歴史:ステージ衣装からファッションハウスへ
- Mike Amiri は、ミュージシャンやステージ衣装のカスタム仕事を経験。そこからファッションの道へ転じる。
- 2014年:ロサンゼルスの概念店 Maxfield 向けにカプセルコレクションを発表し、それがブランド AMIRI の正式な立ち上げとなる。
- 2018年:パリファッションウィークに初めて参加。これにより国際的な舞台での認知が加速。
- 2019年:Renzo Rosso の OTB Group が少数株を取得。ブランドとしての資本力・拡張性が増す。
- 店舗展開も拡大中で、ニューヨーク、ロサンゼルス、東京など、世界中に旗艦店を展開。
- 最近は、売上規模や年次コレクション、商品カテゴリを増やし、アイウェア・フレグランス・アクセサリーなど新しい分野への拡張を視野に入れている。
デザインの特徴
- ロック/スケートカルチャーの影響:バンドTシャツ風プリント、破れやダメージ加工、擦れたデニムなど。
- 細身シルエットとパンツの存在感:スキニー/スリムデニムが代表的アイテム。
- 手仕事・ディテールへのこだわり:ウォッシュ、ヴィンテージ処理、手で仕上げた装飾など。
- グラマラス混じりのラグジュアリー:ただのストリートではなく、高級素材・洗練されたレイアウト、装飾を取り入れた“豪華さ”。

商品展開
- メンズ・ウィメンズの双方で商品を展開。ブランド設立当初はメンズ中心だったが、ウィメンズの展開も進んでいる。
- 靴/スニーカー:レザースニーカーやカスタム加工されたハイトップ/ロータイプのスニーカーがしばしば登場。
- アウター/レザーアウター:革ジャケット、ボンバージャケットなどアイコニックなアウター類。
- デニム/ジーンズ:ブランドの代表的カテゴリ。ダメージ、ヴィンテージ感、細身シルエット。
- アクセサリー/小物:バッグ、ロゴをあしらったキャップやハットなど。
代表的アイテム
- Distressed Skinny Jeans:裂け目やヴィンテージ加工を施したスキニータイプのジーンズ。
- Road Trip Hoodie:柔らかい素材+ゆったりしたフィットで、ブランドのロック的ムードが出ているパーカー。
- Amp Bag:黒のレザーを使ったバッグ。ジッパー/金具でアンプジャックなど遊びのあるディテール。

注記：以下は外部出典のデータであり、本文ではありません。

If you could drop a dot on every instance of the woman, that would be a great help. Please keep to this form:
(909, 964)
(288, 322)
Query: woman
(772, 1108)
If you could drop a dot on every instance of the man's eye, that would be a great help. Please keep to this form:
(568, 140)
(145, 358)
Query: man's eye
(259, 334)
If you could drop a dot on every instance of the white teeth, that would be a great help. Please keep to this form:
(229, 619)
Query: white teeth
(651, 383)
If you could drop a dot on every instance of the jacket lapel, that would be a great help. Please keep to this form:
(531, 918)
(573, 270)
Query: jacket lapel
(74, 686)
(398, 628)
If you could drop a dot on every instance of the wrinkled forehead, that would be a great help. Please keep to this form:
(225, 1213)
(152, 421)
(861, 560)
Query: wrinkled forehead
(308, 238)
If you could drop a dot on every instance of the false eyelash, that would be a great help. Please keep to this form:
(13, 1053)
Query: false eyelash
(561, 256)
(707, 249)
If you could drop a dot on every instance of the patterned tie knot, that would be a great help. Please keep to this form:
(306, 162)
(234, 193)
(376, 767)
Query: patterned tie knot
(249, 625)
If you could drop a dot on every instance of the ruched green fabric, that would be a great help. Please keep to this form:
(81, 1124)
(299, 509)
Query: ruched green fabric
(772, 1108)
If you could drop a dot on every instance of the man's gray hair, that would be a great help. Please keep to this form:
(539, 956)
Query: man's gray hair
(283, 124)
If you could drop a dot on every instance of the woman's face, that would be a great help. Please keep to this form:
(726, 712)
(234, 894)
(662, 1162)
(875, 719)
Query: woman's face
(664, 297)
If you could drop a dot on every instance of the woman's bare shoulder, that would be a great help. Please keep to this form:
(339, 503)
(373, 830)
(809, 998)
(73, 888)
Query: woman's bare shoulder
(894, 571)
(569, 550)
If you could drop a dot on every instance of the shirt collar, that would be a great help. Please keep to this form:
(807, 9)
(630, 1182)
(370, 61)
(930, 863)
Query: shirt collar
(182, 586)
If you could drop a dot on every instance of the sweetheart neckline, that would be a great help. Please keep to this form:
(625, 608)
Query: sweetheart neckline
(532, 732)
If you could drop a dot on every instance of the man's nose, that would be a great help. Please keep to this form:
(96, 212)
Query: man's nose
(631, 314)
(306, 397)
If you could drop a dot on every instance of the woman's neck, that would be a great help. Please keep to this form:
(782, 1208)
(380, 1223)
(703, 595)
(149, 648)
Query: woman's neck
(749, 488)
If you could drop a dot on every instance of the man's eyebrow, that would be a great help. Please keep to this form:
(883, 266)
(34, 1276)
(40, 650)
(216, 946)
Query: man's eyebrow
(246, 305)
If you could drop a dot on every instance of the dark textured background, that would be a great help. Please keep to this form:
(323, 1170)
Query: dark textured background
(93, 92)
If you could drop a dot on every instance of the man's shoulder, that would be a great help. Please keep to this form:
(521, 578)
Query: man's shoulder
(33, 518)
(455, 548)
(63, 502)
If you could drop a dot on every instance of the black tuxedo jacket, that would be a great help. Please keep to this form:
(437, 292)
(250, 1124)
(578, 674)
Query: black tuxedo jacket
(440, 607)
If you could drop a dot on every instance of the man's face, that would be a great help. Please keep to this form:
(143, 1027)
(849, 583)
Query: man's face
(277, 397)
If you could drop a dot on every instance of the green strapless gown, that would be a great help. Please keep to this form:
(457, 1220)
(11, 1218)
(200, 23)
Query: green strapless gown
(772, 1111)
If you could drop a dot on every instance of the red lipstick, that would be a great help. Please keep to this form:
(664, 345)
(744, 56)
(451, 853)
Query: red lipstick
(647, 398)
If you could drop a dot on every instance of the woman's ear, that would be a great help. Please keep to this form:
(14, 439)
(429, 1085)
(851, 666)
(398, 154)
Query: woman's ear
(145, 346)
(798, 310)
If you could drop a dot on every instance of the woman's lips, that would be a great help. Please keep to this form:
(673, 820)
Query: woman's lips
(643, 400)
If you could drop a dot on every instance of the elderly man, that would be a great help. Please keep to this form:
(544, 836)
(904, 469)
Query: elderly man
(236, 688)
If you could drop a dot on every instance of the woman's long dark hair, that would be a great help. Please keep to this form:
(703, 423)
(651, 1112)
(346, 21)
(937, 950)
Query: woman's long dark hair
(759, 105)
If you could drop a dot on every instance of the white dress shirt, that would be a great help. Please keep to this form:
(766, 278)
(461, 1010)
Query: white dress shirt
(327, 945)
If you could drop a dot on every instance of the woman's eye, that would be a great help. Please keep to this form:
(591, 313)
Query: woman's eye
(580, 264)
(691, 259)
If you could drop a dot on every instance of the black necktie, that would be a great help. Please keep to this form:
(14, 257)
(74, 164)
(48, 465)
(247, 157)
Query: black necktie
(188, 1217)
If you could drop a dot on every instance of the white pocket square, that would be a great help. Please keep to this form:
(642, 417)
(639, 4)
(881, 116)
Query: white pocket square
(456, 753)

- Playboy Shirt:Playboyのロゴをプリント/グラフィックに使ったシャツ(コラボではないが、グラフィックの使用例として注目されている)。
- Leather Jackets / Bomber Jackets:AMIRIのアウターの定番。手作業の焼け感・色ムラ・ヴィンテージ加工などが特徴。

着こなし例とスタイリングの幅
- ロックMIX:バンドTシャツ+デストロイデニム+レザージャケットでコンサート向けスタイル。
- ラグジュアリーストリート:細身デニム+スニーカー+フーディーでストリート感を保ちつつ上質に。
- カジュアルラグジュアリー:素材の良いスウェットやシャツにアクセサリーやバッグを利かせて都会的に。
- フォーマル寄り:最近はテーラリングやレザージャケットをきれいめにまとめるスタイルも増えてきている。
コラボとカルチャー
- Mike Amiri は最初、ミュージシャン向けにステージ衣装をカスタムするところからスタートしており、Asap Rocky, Justin Bieber といったアーティストとの関係も知られている。
- ブランドの資本的拡張:2019年に OTB Group(Renzo Rosso のグループ)が少数株を取得。これがブランド拡大を支える一助となっている。
トリビア:知っておくと語れる小ネタ集
- Mike Amiri はイラン移民の両親を持ち、ロサンゼルスのハリウッドで育った。
- ブランド名 “AMIRI” は自身の名字から。ステージ衣装のカスタムから始まり、デニム加工や手作業の技術を重視している。
- PLACEMENT:最初のコレクションは LA の Maxfield でのカプセルで、小規模だが注目を集め、それが契機となった。
- 売上規模・将来ビジョン:ブランドは約3億ドル規模のビジネスに成長しており、アイウェア・フレグランスのような新カテゴリへの多角化を検討中。
- 経営体制の変化:2023年4月に Adrian Ward-Rees が CEO に就任。Mike Amiri はクリエイティブディレクターとして主に創作面を担うように。
現在とこれから
- 拡張するカテゴリ:アイウェア、フレグランス、アクセサリーといった新しいプロダクトがブランドの将来戦略に含まれている。
- 小売拠点の拡充:世界中に旗艦店や取扱店を拡大中。東京などアジア市場も視野に。
- ブランドの成熟:ロックやグランジ的な若さだけでなく、テーラリングやラグジュアリー素材の扱いで“上質さ”を増してきている。
AMIRIがもたらす社会的価値
- 自己表現の象徴:音楽/若者文化と結びついた「クールで反骨的なラグジュアリー」を提供。
- ロサンゼルス発モードの代表:地方(ロサンゼルス)ブランドが世界のラグジュアリー界で存在感を持つ例として。
- サステナビリティとディテールの尊重:長持ちする素材・手作業の加工を通じてラグジュアリーの本質を問い直している。
まとめ:ロックの魂を纏うラグジュアリー
AMIRIは「デニムの炎」「ステージの照明」「夜の街のざらつき」をラグジュアリーな形で落とし込んだブランドです。
Tシャツ1枚、ジーンズ1本、その手作りのディテールに宿る物語──それがAMIRIの強さ。
あなたも一度、この“ロサンゼルスのロック”を纏って、自分だけのラグジュリーストーリーを歩んでみませんか?